In September 2009, the World Bank and the IMF reported that debt relief provided under these international initiatives has substantially alleviated the burden on developing countries, aided by continued flexibility on the part of the World Bank International Development Association, which provides grants and zero-interest credits to the poorest countries. To date, debt relief has been delivered to 26 countries under the MDRI initiative. In addition, eleven countries have made good progress towards qualifying for this relief, and another six have been identified by the World Bank as potentially eligible. Despite this progress, some important challenges remain in order to fully implement the Initiatives. A key conclusion by the World Bank is that long-term debt sustainability ultimately depends on a country's broader success in building the institutions to support sustained economic growth.
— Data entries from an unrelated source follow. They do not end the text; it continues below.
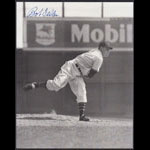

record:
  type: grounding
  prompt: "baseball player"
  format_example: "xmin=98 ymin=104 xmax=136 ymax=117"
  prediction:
xmin=24 ymin=42 xmax=112 ymax=121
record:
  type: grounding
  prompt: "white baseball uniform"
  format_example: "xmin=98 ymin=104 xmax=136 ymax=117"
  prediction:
xmin=46 ymin=49 xmax=103 ymax=103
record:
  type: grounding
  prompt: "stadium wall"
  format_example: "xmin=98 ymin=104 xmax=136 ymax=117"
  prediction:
xmin=16 ymin=49 xmax=133 ymax=117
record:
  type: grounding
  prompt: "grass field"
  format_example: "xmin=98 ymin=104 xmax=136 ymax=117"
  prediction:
xmin=16 ymin=113 xmax=133 ymax=148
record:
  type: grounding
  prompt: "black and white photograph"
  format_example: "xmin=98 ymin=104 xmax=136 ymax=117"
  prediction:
xmin=15 ymin=1 xmax=134 ymax=149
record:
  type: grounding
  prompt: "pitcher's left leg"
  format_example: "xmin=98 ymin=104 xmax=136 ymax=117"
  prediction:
xmin=69 ymin=77 xmax=89 ymax=121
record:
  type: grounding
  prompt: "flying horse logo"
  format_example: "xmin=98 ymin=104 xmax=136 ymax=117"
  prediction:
xmin=36 ymin=23 xmax=55 ymax=46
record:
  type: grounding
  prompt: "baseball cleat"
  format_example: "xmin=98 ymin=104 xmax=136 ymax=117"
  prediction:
xmin=79 ymin=116 xmax=90 ymax=121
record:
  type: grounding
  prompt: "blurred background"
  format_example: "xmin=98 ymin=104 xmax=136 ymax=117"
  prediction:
xmin=16 ymin=2 xmax=134 ymax=118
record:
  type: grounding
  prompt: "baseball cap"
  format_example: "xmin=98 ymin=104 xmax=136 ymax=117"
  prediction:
xmin=99 ymin=42 xmax=113 ymax=49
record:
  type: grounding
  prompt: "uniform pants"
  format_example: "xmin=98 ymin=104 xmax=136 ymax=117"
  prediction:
xmin=46 ymin=60 xmax=87 ymax=103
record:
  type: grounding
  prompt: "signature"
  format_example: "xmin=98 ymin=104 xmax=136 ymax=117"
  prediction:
xmin=27 ymin=7 xmax=58 ymax=17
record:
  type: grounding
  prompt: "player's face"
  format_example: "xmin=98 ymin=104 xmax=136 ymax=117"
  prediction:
xmin=102 ymin=47 xmax=110 ymax=57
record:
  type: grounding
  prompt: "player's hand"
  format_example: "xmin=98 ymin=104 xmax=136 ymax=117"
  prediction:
xmin=23 ymin=82 xmax=36 ymax=91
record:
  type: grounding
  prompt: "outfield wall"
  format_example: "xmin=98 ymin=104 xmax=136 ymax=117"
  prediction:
xmin=16 ymin=49 xmax=133 ymax=117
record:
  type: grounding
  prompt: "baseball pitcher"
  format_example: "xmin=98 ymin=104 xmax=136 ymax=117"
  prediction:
xmin=24 ymin=42 xmax=112 ymax=121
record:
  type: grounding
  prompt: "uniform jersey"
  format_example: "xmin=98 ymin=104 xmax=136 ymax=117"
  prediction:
xmin=75 ymin=49 xmax=103 ymax=75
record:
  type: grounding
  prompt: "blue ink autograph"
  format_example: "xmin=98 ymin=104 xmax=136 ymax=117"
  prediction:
xmin=27 ymin=7 xmax=58 ymax=17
This must be an essential element in any poverty-reduction programme in developing countries.
Ireland is recognised internationally for the role we are playing in focusing on the reduction of global poverty and hunger and making international aid more effective for developing countries. We have strongly supported initiatives to ease or cancel the debt burden. Importantly, Ireland's bilateral assistance to the developing world is exclusively in the form of grants rather than loans. Ireland's share of the total cost of debt relief provided by the World Bank under the MDRI is €58.64 million. The Government contributed this amount in full in 2006. Ireland has also contributed over €20 million towards the cost of implementing the HIPC initiative.
The Government's debt policy strategy was prepared jointly by the Department of Foreign Affairs and the Department of Finance, and was launched in 2002. It supports the total cancellation of the debts of the world's poorest countries. A joint review of the strategy is currently being undertaken by the two Departments and I expect it will be completed within the coming months.